Of course, a property owner has the right to use his property as he sees fit. However, if in doing so he creates or permits dangerous activities, instrumentalities, or conditions to exist on the premises, he must take reasonable measures to prevent injury to those whose presence on the property can be reasonably foreseen (see, Scurti v. City of New York, 40 N.Y.2d 433, 441 442, 387 N.Y.S.2d 55, 354 N.E.2d 794).
When a dangerous condition is apparent, the need to warn is normally obviated (see, Brzostowski v. Coca Cola Bottling Co., 16 A.D.2d 196, 200 201, 226 N.Y.S.2d 464; Restatement [Second] of Torts § 342[b] ). For that reason, there is no need for a horse farm owner to take any special measures to protect adults from the normal conduct of horses. However, dangers obvious to adults are not necessarily obvious to young children (Brzostowski, supra ). The law therefore imposes on landowners a more exacting duty when they are aware that children will be present on the premises: they must take into account children's natural curiosity and their propensity to physically examine novel and interesting things, heedless of the dangers and risks presented (id.).
Notwithstanding the landowner defendants' argument that the law treats horses as domestic animals rather than as dangerous instrumentalities, the presence of a horse on property where small children are known to be present constitutes a particular danger to young children, warranting imposition of a further duty to provide protections. We need not ignore the fact that by virtue of their size alone, horses in their normal activities pose a distinct type of threat to small children who are unaware of the hazards they present, distinguishable in kind from the dangers presented by house pets such as dogs and cats.
In recognizing that horses fascinate many young children, we are not resurrecting, or even referring to, the discredited "attractive nuisance" doctrine, which in any case only applied to trespassing children (see, Morse v. Buffalo Tank Corp., 280 N.Y. 110, 115, 19 N.E.2d 981). "[T]he rejection of the 'attractive nuisance' doctrine as to trespassing children has no bearing upon the duty owing to a child who is lawfully on the premises" (Brzostowski v. Coca Cola Bottling Co., 16 A.D.2d 196, 204, 226 N.Y.S.2d 464).

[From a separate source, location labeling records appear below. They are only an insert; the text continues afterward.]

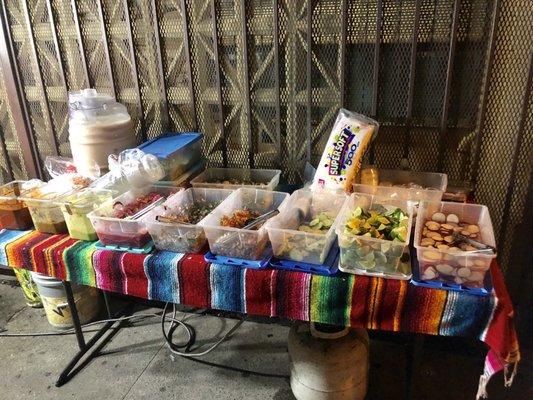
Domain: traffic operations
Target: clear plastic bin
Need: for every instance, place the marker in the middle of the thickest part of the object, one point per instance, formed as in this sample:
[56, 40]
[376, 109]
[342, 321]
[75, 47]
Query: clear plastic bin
[365, 255]
[14, 213]
[234, 178]
[467, 268]
[179, 237]
[126, 232]
[177, 152]
[43, 202]
[241, 243]
[303, 207]
[433, 185]
[75, 208]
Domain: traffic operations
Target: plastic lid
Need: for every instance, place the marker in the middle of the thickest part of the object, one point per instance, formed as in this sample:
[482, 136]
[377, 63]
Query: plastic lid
[88, 197]
[12, 190]
[88, 104]
[166, 145]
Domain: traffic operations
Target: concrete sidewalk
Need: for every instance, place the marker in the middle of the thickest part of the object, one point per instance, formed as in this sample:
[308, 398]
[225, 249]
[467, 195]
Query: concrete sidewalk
[137, 365]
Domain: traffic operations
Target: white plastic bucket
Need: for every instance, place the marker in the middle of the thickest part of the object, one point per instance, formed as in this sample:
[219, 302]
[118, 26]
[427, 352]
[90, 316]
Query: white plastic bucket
[55, 303]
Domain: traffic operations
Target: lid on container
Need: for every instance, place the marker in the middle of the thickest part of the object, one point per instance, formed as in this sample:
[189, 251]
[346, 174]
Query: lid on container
[87, 104]
[12, 190]
[60, 186]
[87, 198]
[166, 145]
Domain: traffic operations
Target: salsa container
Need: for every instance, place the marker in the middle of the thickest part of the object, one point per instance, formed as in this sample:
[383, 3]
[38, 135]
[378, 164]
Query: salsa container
[180, 237]
[14, 213]
[365, 255]
[467, 268]
[303, 206]
[222, 178]
[433, 185]
[241, 243]
[125, 232]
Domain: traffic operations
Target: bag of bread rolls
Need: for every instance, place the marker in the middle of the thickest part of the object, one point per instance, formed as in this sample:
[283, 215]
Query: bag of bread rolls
[347, 144]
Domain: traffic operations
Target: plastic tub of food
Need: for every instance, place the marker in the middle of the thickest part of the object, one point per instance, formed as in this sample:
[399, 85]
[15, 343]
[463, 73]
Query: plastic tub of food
[177, 152]
[173, 225]
[75, 208]
[223, 227]
[43, 202]
[405, 185]
[305, 231]
[441, 256]
[373, 235]
[121, 223]
[234, 178]
[14, 213]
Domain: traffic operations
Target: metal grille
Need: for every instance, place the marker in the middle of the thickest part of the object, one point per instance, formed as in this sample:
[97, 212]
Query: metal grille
[263, 80]
[11, 159]
[504, 172]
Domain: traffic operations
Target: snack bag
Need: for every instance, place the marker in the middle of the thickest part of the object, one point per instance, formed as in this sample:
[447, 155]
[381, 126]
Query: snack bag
[347, 144]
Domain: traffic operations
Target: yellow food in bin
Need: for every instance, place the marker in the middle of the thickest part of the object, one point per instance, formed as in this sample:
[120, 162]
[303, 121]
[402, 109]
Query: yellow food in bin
[75, 208]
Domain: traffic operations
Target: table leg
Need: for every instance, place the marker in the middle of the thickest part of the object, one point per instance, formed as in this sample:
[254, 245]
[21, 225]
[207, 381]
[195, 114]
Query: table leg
[91, 348]
[413, 361]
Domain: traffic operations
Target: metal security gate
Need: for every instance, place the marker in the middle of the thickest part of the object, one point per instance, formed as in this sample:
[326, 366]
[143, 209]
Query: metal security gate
[449, 80]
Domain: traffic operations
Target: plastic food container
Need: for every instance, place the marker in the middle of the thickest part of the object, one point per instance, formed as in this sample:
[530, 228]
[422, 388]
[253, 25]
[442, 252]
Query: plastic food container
[177, 152]
[43, 202]
[365, 255]
[184, 180]
[433, 185]
[14, 213]
[241, 243]
[181, 237]
[127, 232]
[467, 268]
[75, 208]
[234, 178]
[305, 208]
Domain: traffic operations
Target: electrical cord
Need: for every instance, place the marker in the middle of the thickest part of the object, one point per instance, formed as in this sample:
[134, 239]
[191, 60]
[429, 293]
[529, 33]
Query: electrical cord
[175, 323]
[183, 350]
[71, 331]
[191, 338]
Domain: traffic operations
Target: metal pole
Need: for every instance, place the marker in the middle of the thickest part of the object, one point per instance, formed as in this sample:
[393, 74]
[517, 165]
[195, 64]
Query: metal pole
[74, 313]
[276, 81]
[375, 74]
[447, 89]
[412, 75]
[134, 70]
[106, 47]
[16, 99]
[519, 140]
[40, 80]
[155, 21]
[309, 73]
[187, 49]
[342, 50]
[218, 83]
[81, 44]
[247, 108]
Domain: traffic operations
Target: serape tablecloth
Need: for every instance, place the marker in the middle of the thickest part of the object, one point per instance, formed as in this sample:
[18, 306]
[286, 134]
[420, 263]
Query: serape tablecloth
[349, 300]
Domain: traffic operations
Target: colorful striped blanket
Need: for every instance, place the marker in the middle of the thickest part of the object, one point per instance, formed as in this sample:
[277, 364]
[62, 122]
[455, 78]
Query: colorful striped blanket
[349, 300]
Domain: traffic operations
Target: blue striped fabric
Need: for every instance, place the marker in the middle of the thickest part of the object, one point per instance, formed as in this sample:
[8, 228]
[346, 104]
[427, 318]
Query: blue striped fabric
[161, 270]
[465, 315]
[227, 288]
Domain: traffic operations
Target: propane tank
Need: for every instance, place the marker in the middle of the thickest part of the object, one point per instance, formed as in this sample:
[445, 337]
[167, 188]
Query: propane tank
[328, 363]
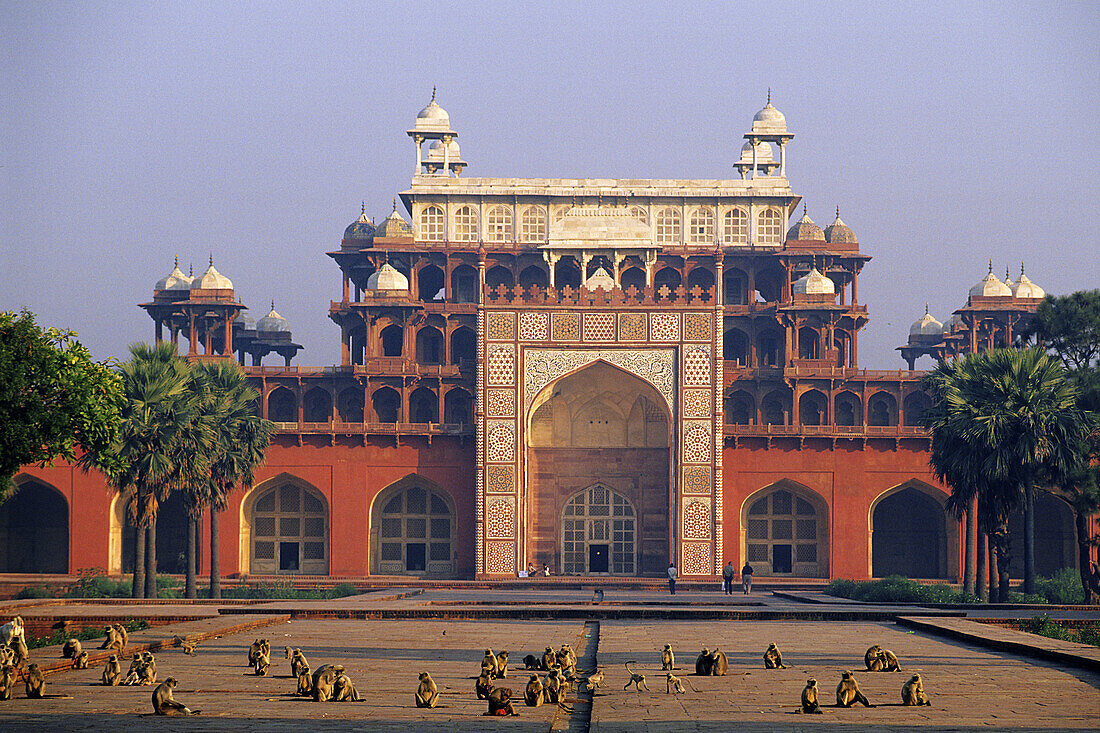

Therefore, we hold that when young children are known to be present, the landowner's normal duty, i.e., to maintain its premises in a reasonably safe condition in view of all the circumstances (see, Basso v. Miller, 40 N.Y.2d 233, 386 N.Y.S.2d 564, 352 N.E.2d 868), includes a duty to recognize the danger created by the presence of horses to which a small child could easily gain access, which danger, although obvious to adults, may not be appreciated by children. This duty may be satisfied in a number of ways: one might involve modifying the dangers presented by altering or adding to the fencing; another might involve appropriately warning the children of the risk (see, Brzostowski, supra). In this regard, we note that when a young child will not automatically appreciate or understand the nature of the risk, an appropriate warning entails not simply telling the child to stay away, but requires providing a warning of the actual risks (id.).
The motion court was therefore correct in concluding that issues of fact were presented as to whether the landowner defendants provided adequate protection for the child, precluding a grant of summary judgment in their favor.
Accordingly, the order of the Supreme Court, New York County (Alice Schlesinger, J.), entered June 23, 1998, which denied the landowner defendants' motion for summary judgment, should be affirmed, without costs.